27 Temmuz 2011 Çarşamba

Küçük Prens 18 aylık

Ohhhh be biz de sonunda 1,5 yaşında olduk. Yanlız ben hala söylerken zorlanıyorum. Soranlara zaman zaman 1,5 aylık diyorum. Ağzımdan öyle çıkıyor çünkü 1,5 yaş pek bir büyük geliyor hala bana. Oğlumda büyüdü, kocaman, tripleri olan bir çocuk oldu ama ağzım kabul edemedi. Ben de hala 18 aylık diyorum kolay olsun diye...


Bu ay yine Dr. Aylin'e ziyaretimiz vardı tabiki....

Boy: 85
Kilo: 11,200

Karma ve Çocuk felci aşılarının tekrarlarını olduk.

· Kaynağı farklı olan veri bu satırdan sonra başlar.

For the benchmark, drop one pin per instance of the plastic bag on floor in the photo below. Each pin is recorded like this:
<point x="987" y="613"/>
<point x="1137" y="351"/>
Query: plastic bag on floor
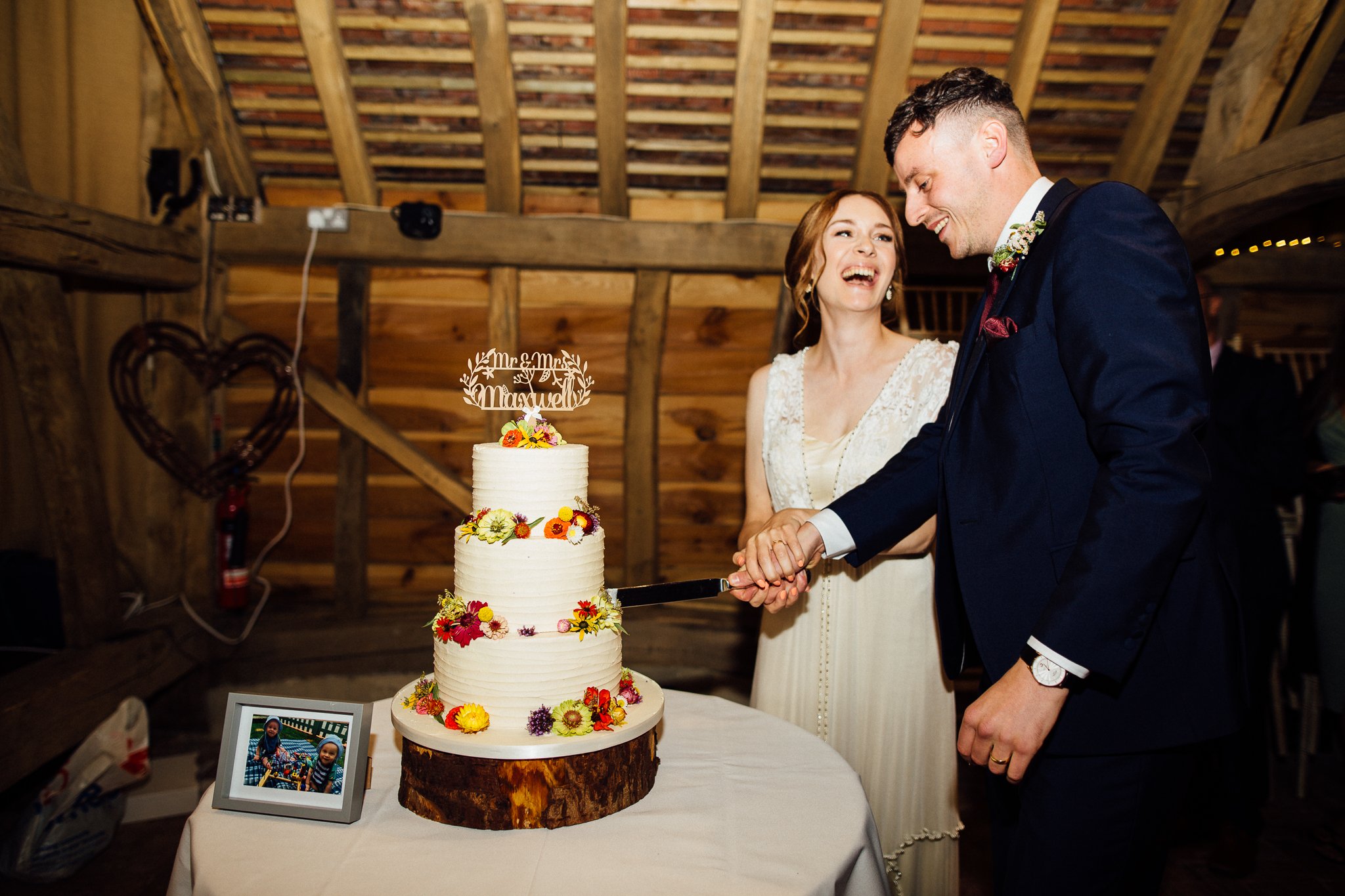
<point x="77" y="813"/>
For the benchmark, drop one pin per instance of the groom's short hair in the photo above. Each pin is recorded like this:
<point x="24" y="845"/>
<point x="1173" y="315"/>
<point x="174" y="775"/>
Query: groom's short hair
<point x="962" y="92"/>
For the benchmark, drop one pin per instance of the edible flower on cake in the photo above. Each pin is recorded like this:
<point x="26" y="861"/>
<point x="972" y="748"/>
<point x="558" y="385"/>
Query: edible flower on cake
<point x="571" y="719"/>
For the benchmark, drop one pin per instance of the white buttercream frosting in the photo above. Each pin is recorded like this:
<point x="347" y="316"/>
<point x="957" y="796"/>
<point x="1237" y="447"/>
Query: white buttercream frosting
<point x="527" y="582"/>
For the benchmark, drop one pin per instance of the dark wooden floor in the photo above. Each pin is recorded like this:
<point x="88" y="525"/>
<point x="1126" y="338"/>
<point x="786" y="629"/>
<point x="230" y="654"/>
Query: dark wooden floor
<point x="1292" y="860"/>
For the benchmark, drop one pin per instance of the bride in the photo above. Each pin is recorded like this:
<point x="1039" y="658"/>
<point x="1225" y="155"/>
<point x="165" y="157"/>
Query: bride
<point x="856" y="660"/>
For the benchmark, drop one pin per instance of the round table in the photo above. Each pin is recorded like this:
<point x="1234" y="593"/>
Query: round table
<point x="743" y="803"/>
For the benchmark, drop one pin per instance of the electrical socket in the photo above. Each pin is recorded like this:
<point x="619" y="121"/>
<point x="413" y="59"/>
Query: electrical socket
<point x="328" y="218"/>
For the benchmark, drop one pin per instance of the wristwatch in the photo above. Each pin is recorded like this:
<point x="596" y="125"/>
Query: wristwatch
<point x="1044" y="670"/>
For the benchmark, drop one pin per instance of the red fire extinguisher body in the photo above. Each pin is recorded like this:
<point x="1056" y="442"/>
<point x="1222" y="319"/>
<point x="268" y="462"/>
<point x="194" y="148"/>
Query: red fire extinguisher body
<point x="232" y="547"/>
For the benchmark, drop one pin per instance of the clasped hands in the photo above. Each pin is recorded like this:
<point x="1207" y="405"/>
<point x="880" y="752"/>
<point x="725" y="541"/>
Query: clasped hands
<point x="774" y="563"/>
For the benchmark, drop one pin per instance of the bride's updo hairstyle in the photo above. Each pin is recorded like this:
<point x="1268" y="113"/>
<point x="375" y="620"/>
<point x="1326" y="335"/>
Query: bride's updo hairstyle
<point x="805" y="263"/>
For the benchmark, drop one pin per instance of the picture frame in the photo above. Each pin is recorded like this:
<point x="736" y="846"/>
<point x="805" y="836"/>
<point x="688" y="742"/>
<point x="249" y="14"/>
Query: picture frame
<point x="287" y="769"/>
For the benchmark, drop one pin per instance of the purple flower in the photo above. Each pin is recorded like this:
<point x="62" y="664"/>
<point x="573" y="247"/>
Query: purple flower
<point x="540" y="721"/>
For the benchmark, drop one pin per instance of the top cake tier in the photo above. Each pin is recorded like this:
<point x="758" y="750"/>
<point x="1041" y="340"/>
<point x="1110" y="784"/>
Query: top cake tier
<point x="529" y="481"/>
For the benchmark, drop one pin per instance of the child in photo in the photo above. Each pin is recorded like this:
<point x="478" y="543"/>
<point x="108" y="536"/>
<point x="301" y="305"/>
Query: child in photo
<point x="319" y="775"/>
<point x="268" y="747"/>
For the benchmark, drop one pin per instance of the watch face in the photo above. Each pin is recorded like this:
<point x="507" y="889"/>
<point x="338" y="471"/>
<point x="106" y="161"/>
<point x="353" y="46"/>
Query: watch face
<point x="1047" y="672"/>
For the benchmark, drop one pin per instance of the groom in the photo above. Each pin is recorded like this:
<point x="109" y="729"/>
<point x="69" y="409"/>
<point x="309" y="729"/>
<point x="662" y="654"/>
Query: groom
<point x="1070" y="484"/>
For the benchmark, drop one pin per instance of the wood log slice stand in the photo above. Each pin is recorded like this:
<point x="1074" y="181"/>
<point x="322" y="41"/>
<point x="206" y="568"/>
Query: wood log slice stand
<point x="500" y="781"/>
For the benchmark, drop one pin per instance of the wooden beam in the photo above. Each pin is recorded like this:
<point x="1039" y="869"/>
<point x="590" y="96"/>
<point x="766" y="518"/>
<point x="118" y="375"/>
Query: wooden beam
<point x="65" y="238"/>
<point x="888" y="74"/>
<point x="182" y="43"/>
<point x="1298" y="168"/>
<point x="1252" y="78"/>
<point x="1323" y="54"/>
<point x="609" y="104"/>
<point x="353" y="282"/>
<point x="502" y="328"/>
<point x="37" y="327"/>
<point x="643" y="364"/>
<point x="1029" y="50"/>
<point x="1184" y="49"/>
<point x="486" y="241"/>
<point x="498" y="104"/>
<point x="748" y="129"/>
<point x="331" y="77"/>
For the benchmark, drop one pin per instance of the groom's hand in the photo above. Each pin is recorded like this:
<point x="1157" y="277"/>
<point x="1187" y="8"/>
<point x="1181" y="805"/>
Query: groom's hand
<point x="1009" y="721"/>
<point x="775" y="597"/>
<point x="785" y="547"/>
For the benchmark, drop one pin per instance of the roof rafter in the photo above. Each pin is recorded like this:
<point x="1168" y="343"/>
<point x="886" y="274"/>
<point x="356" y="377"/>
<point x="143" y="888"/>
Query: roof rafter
<point x="498" y="104"/>
<point x="1176" y="66"/>
<point x="1252" y="78"/>
<point x="889" y="69"/>
<point x="182" y="43"/>
<point x="1310" y="75"/>
<point x="331" y="77"/>
<point x="609" y="89"/>
<point x="748" y="129"/>
<point x="1029" y="50"/>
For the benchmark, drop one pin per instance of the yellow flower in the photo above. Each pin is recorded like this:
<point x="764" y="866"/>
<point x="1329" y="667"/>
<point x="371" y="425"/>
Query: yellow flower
<point x="472" y="717"/>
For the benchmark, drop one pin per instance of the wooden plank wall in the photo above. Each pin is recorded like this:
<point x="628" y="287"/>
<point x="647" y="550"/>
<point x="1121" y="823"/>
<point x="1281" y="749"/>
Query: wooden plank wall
<point x="426" y="326"/>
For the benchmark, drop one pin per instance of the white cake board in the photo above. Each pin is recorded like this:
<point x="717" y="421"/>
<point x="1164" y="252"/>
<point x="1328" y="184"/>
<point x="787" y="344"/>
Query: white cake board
<point x="505" y="743"/>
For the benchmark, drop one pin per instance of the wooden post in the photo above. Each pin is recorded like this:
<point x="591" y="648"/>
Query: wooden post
<point x="502" y="327"/>
<point x="643" y="363"/>
<point x="35" y="324"/>
<point x="353" y="453"/>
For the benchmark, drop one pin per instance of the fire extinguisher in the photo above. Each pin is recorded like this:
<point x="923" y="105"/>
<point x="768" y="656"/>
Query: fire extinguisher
<point x="232" y="547"/>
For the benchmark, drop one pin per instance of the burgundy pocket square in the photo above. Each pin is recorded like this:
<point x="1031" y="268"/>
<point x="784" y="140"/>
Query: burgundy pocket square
<point x="998" y="328"/>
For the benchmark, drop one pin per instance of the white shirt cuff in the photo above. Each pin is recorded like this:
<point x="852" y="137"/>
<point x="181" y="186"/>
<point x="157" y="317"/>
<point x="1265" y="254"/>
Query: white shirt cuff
<point x="1072" y="668"/>
<point x="837" y="540"/>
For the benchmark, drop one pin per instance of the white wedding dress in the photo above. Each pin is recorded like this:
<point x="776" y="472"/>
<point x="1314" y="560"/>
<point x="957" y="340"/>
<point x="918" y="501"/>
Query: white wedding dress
<point x="856" y="660"/>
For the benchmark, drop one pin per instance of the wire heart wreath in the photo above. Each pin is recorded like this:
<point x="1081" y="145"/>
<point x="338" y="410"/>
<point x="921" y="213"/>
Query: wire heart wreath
<point x="211" y="370"/>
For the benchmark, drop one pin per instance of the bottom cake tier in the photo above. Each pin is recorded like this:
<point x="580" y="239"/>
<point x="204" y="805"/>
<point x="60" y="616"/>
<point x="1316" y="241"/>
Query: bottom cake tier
<point x="505" y="779"/>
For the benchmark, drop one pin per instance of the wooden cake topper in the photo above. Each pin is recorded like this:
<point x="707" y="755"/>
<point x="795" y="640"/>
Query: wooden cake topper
<point x="567" y="373"/>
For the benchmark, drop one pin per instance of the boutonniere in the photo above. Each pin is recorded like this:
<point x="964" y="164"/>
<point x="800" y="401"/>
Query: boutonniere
<point x="1015" y="249"/>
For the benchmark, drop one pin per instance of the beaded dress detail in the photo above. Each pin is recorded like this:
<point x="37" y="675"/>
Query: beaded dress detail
<point x="856" y="660"/>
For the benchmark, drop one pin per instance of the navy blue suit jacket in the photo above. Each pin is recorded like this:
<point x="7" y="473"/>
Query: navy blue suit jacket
<point x="1070" y="484"/>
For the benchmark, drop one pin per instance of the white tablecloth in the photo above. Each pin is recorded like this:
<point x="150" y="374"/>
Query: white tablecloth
<point x="743" y="803"/>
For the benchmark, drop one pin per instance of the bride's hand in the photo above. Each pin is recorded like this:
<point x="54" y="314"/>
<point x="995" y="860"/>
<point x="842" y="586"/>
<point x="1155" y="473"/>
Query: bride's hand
<point x="776" y="554"/>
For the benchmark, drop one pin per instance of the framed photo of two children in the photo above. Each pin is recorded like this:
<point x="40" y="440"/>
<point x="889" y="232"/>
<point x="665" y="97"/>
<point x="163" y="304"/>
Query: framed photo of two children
<point x="294" y="757"/>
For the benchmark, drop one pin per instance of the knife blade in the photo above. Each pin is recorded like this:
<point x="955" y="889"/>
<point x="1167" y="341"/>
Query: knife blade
<point x="643" y="595"/>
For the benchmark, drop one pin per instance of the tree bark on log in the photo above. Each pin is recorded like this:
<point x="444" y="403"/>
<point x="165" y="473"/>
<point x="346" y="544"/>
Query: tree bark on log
<point x="509" y="794"/>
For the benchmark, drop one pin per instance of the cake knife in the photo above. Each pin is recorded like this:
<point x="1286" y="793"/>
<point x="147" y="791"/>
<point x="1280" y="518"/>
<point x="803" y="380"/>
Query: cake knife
<point x="643" y="595"/>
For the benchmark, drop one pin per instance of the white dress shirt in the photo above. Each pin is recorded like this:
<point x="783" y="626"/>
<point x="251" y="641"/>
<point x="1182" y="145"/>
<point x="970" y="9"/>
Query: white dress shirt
<point x="835" y="536"/>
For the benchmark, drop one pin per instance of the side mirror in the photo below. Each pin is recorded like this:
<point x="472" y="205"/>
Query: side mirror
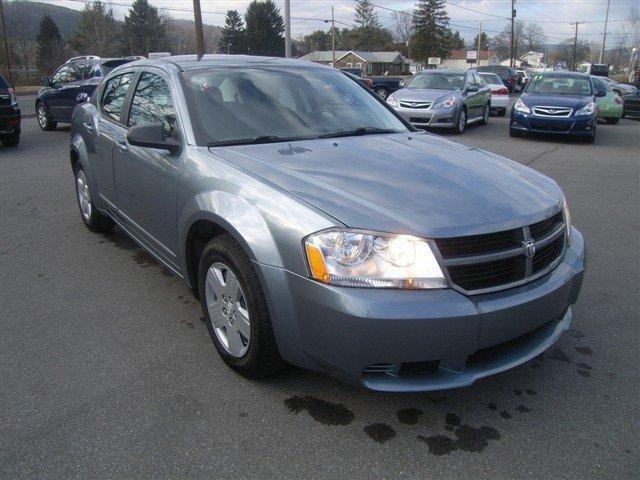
<point x="151" y="135"/>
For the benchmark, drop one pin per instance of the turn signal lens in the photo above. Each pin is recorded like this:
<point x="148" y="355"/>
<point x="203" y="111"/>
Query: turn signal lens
<point x="357" y="258"/>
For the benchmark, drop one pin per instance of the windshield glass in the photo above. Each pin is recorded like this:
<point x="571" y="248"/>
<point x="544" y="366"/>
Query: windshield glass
<point x="437" y="81"/>
<point x="491" y="78"/>
<point x="559" y="85"/>
<point x="278" y="104"/>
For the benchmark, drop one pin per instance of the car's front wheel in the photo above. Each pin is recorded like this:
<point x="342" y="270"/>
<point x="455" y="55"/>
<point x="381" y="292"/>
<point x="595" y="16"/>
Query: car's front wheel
<point x="92" y="218"/>
<point x="44" y="119"/>
<point x="235" y="309"/>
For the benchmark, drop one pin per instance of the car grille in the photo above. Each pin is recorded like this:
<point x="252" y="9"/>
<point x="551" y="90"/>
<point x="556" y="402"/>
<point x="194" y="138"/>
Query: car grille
<point x="545" y="127"/>
<point x="415" y="104"/>
<point x="494" y="261"/>
<point x="552" y="111"/>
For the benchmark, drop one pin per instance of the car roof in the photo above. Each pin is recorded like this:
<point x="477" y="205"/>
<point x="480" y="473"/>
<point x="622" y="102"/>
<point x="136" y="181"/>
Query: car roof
<point x="191" y="62"/>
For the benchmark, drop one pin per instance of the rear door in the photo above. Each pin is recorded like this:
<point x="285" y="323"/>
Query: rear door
<point x="146" y="179"/>
<point x="112" y="99"/>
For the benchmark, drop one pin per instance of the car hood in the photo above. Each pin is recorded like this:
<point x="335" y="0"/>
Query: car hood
<point x="422" y="95"/>
<point x="416" y="183"/>
<point x="569" y="101"/>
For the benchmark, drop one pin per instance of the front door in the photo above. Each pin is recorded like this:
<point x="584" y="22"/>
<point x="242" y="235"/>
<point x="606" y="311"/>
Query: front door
<point x="146" y="178"/>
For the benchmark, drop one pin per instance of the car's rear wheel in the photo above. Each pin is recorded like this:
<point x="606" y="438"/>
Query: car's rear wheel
<point x="235" y="309"/>
<point x="92" y="218"/>
<point x="462" y="122"/>
<point x="44" y="119"/>
<point x="10" y="140"/>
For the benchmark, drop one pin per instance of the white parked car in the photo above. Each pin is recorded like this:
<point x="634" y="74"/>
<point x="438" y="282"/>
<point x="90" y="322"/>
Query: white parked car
<point x="499" y="93"/>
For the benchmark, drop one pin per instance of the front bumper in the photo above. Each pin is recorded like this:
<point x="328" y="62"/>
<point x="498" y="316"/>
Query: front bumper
<point x="429" y="117"/>
<point x="572" y="126"/>
<point x="395" y="340"/>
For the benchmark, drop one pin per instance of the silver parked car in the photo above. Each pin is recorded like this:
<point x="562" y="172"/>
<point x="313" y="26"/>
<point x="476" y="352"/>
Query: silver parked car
<point x="444" y="99"/>
<point x="319" y="228"/>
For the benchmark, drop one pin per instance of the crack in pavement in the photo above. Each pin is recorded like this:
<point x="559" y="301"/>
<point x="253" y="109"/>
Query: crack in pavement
<point x="531" y="161"/>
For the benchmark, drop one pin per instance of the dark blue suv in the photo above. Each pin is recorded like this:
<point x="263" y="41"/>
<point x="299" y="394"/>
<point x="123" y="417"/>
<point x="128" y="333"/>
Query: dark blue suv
<point x="562" y="103"/>
<point x="72" y="83"/>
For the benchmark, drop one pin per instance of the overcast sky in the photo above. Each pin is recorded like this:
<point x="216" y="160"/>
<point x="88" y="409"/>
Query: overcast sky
<point x="553" y="15"/>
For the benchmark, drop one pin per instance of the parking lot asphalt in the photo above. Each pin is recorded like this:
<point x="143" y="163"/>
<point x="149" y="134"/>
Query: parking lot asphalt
<point x="106" y="370"/>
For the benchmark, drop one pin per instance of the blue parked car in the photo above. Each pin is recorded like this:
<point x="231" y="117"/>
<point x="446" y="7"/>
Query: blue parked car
<point x="72" y="83"/>
<point x="562" y="103"/>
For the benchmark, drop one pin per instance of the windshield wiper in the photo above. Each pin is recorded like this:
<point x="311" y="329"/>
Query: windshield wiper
<point x="249" y="141"/>
<point x="358" y="131"/>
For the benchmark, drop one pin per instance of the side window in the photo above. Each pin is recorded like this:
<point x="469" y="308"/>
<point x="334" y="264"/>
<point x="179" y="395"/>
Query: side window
<point x="152" y="103"/>
<point x="114" y="93"/>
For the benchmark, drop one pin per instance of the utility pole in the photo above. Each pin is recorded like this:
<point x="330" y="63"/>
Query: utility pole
<point x="575" y="46"/>
<point x="513" y="18"/>
<point x="333" y="38"/>
<point x="197" y="16"/>
<point x="287" y="28"/>
<point x="479" y="44"/>
<point x="5" y="39"/>
<point x="604" y="35"/>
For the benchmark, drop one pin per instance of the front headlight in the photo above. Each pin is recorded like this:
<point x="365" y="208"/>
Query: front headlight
<point x="521" y="107"/>
<point x="588" y="109"/>
<point x="358" y="258"/>
<point x="567" y="219"/>
<point x="446" y="103"/>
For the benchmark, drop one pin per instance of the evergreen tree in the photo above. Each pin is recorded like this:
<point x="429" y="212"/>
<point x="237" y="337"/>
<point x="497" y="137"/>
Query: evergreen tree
<point x="484" y="41"/>
<point x="430" y="24"/>
<point x="366" y="35"/>
<point x="232" y="40"/>
<point x="456" y="42"/>
<point x="144" y="30"/>
<point x="51" y="47"/>
<point x="97" y="31"/>
<point x="264" y="27"/>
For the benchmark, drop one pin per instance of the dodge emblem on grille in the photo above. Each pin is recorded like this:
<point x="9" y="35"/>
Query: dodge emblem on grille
<point x="529" y="248"/>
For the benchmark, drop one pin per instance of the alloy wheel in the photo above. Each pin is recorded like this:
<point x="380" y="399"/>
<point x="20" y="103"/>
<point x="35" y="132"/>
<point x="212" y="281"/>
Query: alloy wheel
<point x="227" y="308"/>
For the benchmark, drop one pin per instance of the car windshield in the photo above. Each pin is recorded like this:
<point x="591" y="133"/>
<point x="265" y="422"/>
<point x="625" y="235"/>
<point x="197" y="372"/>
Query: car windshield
<point x="491" y="78"/>
<point x="436" y="81"/>
<point x="270" y="104"/>
<point x="559" y="85"/>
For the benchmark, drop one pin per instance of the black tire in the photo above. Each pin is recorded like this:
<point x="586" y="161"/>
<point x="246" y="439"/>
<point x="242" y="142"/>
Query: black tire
<point x="10" y="140"/>
<point x="382" y="92"/>
<point x="44" y="119"/>
<point x="96" y="221"/>
<point x="461" y="124"/>
<point x="262" y="358"/>
<point x="486" y="113"/>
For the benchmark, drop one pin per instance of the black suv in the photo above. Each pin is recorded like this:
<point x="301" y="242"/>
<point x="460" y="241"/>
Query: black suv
<point x="70" y="84"/>
<point x="9" y="115"/>
<point x="507" y="74"/>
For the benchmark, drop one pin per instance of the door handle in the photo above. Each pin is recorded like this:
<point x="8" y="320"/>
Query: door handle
<point x="122" y="145"/>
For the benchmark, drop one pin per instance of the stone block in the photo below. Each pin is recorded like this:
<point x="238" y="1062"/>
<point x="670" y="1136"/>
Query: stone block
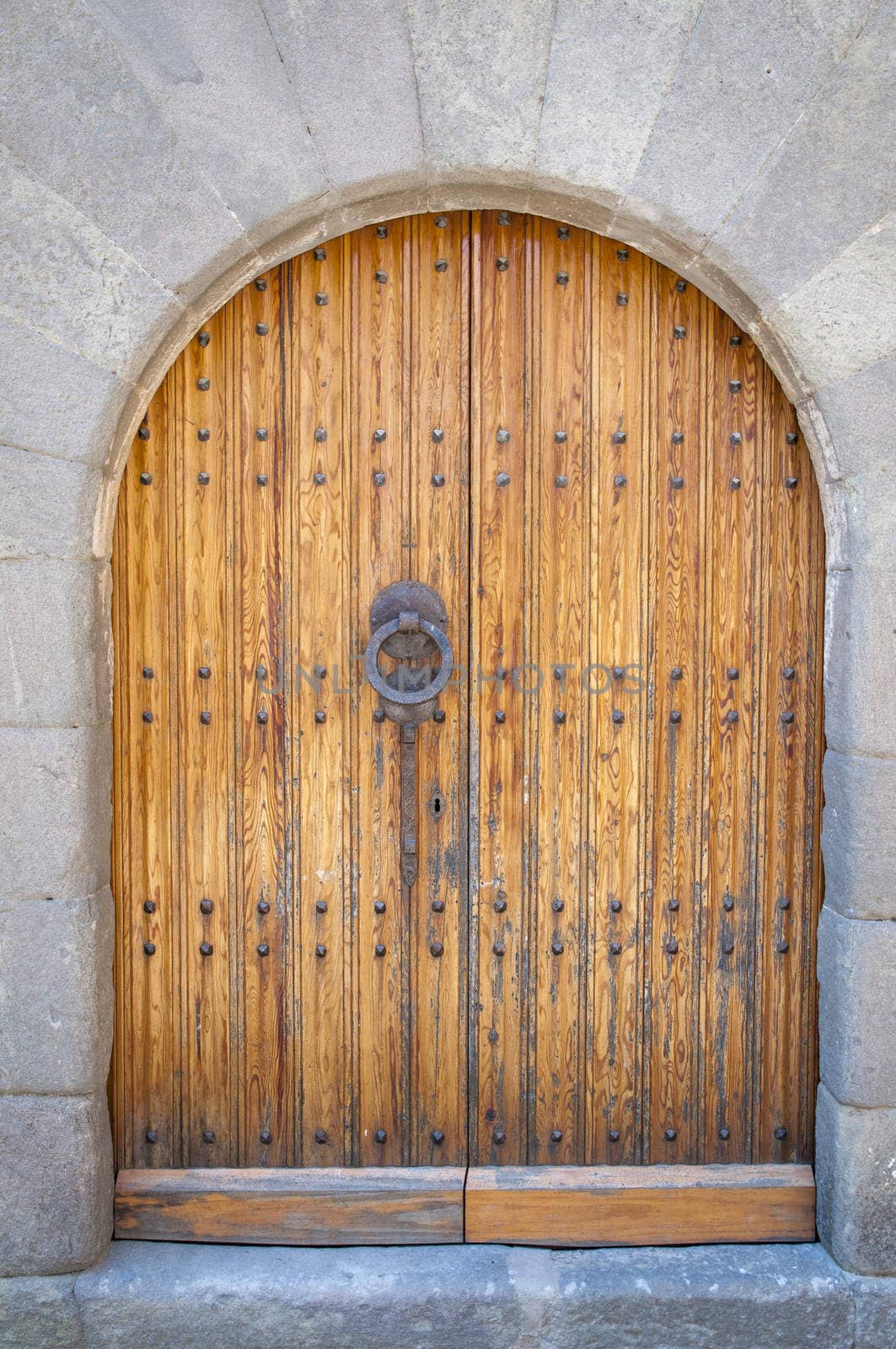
<point x="40" y="1313"/>
<point x="46" y="505"/>
<point x="65" y="278"/>
<point x="54" y="811"/>
<point x="480" y="69"/>
<point x="54" y="400"/>
<point x="233" y="101"/>
<point x="373" y="130"/>
<point x="860" y="413"/>
<point x="856" y="1180"/>
<point x="51" y="674"/>
<point x="107" y="146"/>
<point x="56" y="1201"/>
<point x="857" y="1009"/>
<point x="56" y="995"/>
<point x="860" y="658"/>
<point x="464" y="1298"/>
<point x="857" y="836"/>
<point x="612" y="65"/>
<point x="747" y="76"/>
<point x="875" y="1313"/>
<point x="829" y="180"/>
<point x="844" y="317"/>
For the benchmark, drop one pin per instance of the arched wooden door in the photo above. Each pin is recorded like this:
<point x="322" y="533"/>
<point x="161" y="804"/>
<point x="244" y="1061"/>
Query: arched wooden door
<point x="606" y="957"/>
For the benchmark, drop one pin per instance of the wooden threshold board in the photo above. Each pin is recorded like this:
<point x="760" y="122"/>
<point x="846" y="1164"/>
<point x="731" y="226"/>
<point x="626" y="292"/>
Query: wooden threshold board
<point x="636" y="1207"/>
<point x="327" y="1207"/>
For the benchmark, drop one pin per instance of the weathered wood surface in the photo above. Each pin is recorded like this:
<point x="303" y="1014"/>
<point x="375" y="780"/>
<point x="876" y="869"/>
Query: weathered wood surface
<point x="655" y="1205"/>
<point x="278" y="1207"/>
<point x="608" y="955"/>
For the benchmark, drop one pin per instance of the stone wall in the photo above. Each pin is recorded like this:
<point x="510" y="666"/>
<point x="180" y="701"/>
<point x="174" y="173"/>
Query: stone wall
<point x="154" y="157"/>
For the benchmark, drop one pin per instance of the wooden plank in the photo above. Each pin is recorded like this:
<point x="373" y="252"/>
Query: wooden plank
<point x="439" y="555"/>
<point x="625" y="1207"/>
<point x="204" y="598"/>
<point x="556" y="764"/>
<point x="278" y="1207"/>
<point x="676" y="674"/>
<point x="617" y="703"/>
<point x="263" y="943"/>
<point x="379" y="501"/>
<point x="320" y="490"/>
<point x="500" y="593"/>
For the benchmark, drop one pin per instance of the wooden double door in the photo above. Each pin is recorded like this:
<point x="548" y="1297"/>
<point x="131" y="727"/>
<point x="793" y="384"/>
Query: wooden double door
<point x="606" y="955"/>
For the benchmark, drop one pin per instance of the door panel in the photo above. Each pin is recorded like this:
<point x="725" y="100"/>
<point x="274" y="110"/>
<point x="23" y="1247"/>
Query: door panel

Ve hiçbir aşıdan çekmedik bu ayki aşılardan çektiğimizi.

Daha gecesinde ateşlendi Doruk. İlaç vermeden düşürmeye çalıştık ama ben bayağı tırstım. Gerçi kendisinin keyfi yine de herşeye rağmen gayet yerindeydi.

Bu ay yemek konusunda bir gelişme yok. Normal bir şekilde sevdiği şeyleri yiyiyor oğlum. Ama önüne değişik, fantastik birşeyler koyarsan kesinlikle denemiyor bile... Daha dün akşam Nevzat'la bu konuyu konuştuk. Ben çok dua etmiştim boğazı babasına benzesin, yemek seçmesin, titiz olmasın diye ama hızla benim yolumda ilerliyor Doruk. Ben çok yemek seçen, herkesin pişirdiğini yemeyen, heryerde yiyemeyen bir tip olduğum için ondada bu işaretleri çok net görüyorum. Kısaca, yemek için yaşayan bir tip hiç olmadım. Belki büyüdükçe babasına benzer bakalım.... Bu ay yeni olarak arnavut cigeri pişirdim yedi sevdi. Limonata içti. Onu pek sevdiğini söyleyemeyiz.

Uyku olayımız büyüdükçe kolaylaşıyor. Aynen devam. Saati gelince resmen beni yatırın diyor. Yatar yatmazda max. 15 dk içinde uyuyor. Hala meme emdiği için geceleri 2-3 kez kalkıyor ama uyanmıyor. Çok şükrediyorum bu uyku olayımıza. Umarım hep böyle devam eder. Elem terefiş kem gözlere şiş diyorum tabiki.

1,5 yaşın alametifarikalarına gelince;

  • Akşamları sofrayı birlikte kuruyoruz artık. Tüm masa malzemelerini tek tek masaya götürüp bırakıyor. Ve çooook önemli bir iş yapmışcasına mutlu oluyor. En son olarakta kendi yemek dolu tabağını veriyorum eline sevine sevine koyuyor masaya sonra da mama sandalyesinin yanında onu oturtmamızı bekliyor.
  • Parmağını ağzına koyup "şişşttt" yapıyor. 
  • Dışarıdaki kargaların taklitini yapıyor "ciiiik ciiiiik " diyerek.
  • "kız bakim" diyince kaşlarını çatarak kızgın bakışı yapıyor
  • Söylediğimizin %95'ini anlıyor ve bir tepki veriyor. Canı istediğinde söylediğimiz herşeyi söyleyebiliyor. Ama çoğunlukla garip dil ve ağız hareketleriyle kendisini konuşmaya hazırlıyor.... 
  • Yaptığınız herşeyi bire bir taklit ediyor. Mesela geçenlerde alçakta duran müzik setinin sesini babası ayağıyla kıstı. Aradan 15 dk. geçmeden Doruk'ta gidip yine ayağıyla açtı müziğin sesini. Biz hayretler içinde kaldık.
  • Sabah omletin içine ekmek bandırdığımız için kendiside ekmek bandırarak yemeye çalışıyor.

2 yorum:

Jise-İklim dedi ki...

uykunuza bir maaşallahta benden :) müzik seti ve omlete ekmek batırmayı sevdim :) kopyacı bunlar :) çook dikkat etmek lazım davranışlarımıza ve konuştuklarımıza. bu durum beni biraz ürkütüyor açıkçası :)

Özlem dedi ki...

Alev'cim sorma... çok çok dikkat etmek gerekiyor. Nasıl bu kadar iyi taklit edebiliyorlar şaşırıyor insan. Ve unutmuyorlarda artık. yazıyorlar kafalarına ve yeri gelince BAM!!